After the amendment passed, the Florida legislature began working on enabling legislation—in other words, hashing out the nitty-gritty of how the amendment would work in practice. Both chambers of the state house are controlled by Republicans, as is the governorship. On Wednesday, the state house passed a bill, along partisan lines, that would require people who want to vote to pay all court fees, fines, and restitution associated with their case. The state senate is considering a version that requires that restitution be paid, but not fees and fines in many cases.

Many advocates see the bill as a betrayal of the amendment’s spirit. By insisting on payment, which may be substantial, the bill would guarantee that many of the people who appeared to be in line for rights restoration under the November vote will never actually be able to cast a ballot.

In short, while Democrats are engaged in a largely theoretical exercise on the national level, Republicans are moving aggressively to achieve their political goals at the state level.

The Democratic Party has long had a national focus. In part, that’s ideological: The party tends to believe in top-down government solutions, making Washington a natural locus for policy, while Republicans have long emphasized local control. It’s also historically contingent. Starting from the 1930s, Democrats often held a strong advantage over Republicans in national politics.

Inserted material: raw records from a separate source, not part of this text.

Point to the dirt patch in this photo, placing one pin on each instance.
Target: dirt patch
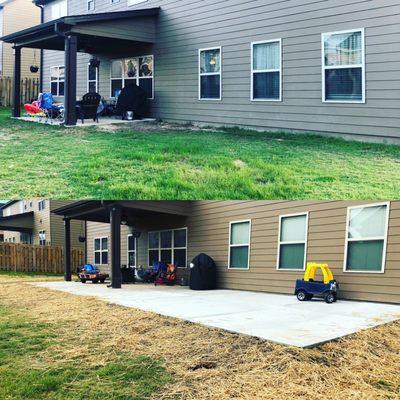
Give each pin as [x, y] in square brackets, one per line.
[213, 364]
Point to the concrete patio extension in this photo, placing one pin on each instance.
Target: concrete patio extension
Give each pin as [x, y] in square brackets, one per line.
[277, 318]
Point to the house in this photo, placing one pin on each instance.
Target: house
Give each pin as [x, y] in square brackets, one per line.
[257, 245]
[32, 222]
[14, 16]
[304, 66]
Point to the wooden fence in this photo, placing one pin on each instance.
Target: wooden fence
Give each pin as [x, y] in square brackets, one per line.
[29, 90]
[30, 258]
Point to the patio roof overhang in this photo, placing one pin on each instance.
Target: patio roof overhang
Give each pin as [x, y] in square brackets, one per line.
[115, 213]
[94, 32]
[17, 223]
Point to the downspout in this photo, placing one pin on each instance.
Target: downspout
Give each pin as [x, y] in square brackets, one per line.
[41, 50]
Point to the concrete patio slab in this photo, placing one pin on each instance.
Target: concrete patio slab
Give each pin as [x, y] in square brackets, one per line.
[277, 318]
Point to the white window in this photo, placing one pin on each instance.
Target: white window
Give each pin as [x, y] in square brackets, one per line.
[91, 5]
[139, 70]
[169, 246]
[59, 9]
[41, 205]
[92, 79]
[133, 2]
[292, 244]
[132, 243]
[239, 244]
[366, 237]
[343, 67]
[42, 238]
[210, 75]
[57, 78]
[101, 251]
[266, 73]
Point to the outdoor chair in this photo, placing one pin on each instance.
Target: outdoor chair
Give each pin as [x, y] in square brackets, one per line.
[87, 107]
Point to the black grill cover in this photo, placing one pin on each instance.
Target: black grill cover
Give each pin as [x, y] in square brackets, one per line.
[132, 98]
[203, 275]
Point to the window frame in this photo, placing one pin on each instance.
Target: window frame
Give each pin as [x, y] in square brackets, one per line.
[305, 242]
[239, 245]
[100, 251]
[122, 78]
[362, 66]
[383, 266]
[131, 251]
[58, 80]
[267, 70]
[159, 249]
[91, 80]
[200, 74]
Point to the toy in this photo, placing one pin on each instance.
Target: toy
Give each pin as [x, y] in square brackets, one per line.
[307, 287]
[90, 273]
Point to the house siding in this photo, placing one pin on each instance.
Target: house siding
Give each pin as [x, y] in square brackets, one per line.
[208, 232]
[185, 26]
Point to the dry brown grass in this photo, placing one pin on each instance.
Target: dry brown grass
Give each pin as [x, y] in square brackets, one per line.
[212, 364]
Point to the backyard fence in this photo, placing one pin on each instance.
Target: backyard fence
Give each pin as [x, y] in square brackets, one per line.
[30, 258]
[29, 90]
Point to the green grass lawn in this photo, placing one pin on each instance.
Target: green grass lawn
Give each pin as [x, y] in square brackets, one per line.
[187, 163]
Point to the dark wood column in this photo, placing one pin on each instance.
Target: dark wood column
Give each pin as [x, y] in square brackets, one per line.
[16, 110]
[71, 48]
[115, 226]
[67, 250]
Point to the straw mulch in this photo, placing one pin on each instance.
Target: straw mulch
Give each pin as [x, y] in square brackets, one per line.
[213, 364]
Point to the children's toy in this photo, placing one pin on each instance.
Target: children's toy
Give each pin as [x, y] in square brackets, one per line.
[90, 273]
[307, 287]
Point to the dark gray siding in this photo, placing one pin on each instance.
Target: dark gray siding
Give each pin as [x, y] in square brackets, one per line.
[185, 26]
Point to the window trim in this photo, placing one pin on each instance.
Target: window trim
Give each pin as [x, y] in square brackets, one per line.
[209, 73]
[239, 245]
[127, 250]
[100, 251]
[267, 70]
[137, 78]
[58, 81]
[383, 266]
[362, 66]
[88, 81]
[305, 242]
[159, 249]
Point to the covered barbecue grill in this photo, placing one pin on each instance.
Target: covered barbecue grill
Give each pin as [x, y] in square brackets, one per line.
[203, 273]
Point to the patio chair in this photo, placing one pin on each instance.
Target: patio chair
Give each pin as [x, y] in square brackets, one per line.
[87, 107]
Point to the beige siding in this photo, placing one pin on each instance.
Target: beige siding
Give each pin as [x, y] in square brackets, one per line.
[208, 232]
[18, 15]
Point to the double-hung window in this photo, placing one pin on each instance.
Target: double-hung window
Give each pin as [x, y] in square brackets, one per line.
[239, 244]
[210, 74]
[366, 238]
[266, 73]
[101, 251]
[92, 79]
[343, 67]
[138, 70]
[132, 243]
[292, 247]
[57, 80]
[169, 246]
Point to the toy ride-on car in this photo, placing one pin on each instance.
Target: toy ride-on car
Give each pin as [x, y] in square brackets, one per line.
[90, 273]
[307, 287]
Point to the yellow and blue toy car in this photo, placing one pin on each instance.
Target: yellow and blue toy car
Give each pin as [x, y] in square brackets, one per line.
[307, 287]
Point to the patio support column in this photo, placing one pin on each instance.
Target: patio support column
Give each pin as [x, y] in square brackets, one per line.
[71, 48]
[67, 250]
[115, 226]
[16, 111]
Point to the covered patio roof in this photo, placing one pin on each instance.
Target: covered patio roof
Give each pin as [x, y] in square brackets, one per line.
[94, 32]
[17, 223]
[116, 213]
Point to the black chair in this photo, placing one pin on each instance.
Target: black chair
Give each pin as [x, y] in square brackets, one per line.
[87, 107]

Since the 2010 election, Democrats have also been badly overmatched at the local level, and while the party made significant gains in 2018, Republicans still have the upper hand in state capitals. That has allowed the GOP to implement its policy views on a range of issues. Republican-led legislatures have expanded gun rights, restricted abortion rights, and hamstrung organized labor, to choose just a few. This isn’t to say that the entire Republican Party is a well-oiled machine for implementing policy, particularly at the national level. Nine years after the Affordable Care Act passed, the GOP still hasn’t come up with a plan to replace it, despite repeated promises.

On the question of felons and voting, however, the pattern holds. Republican actions on the state level speak louder than Democrats’ conversations.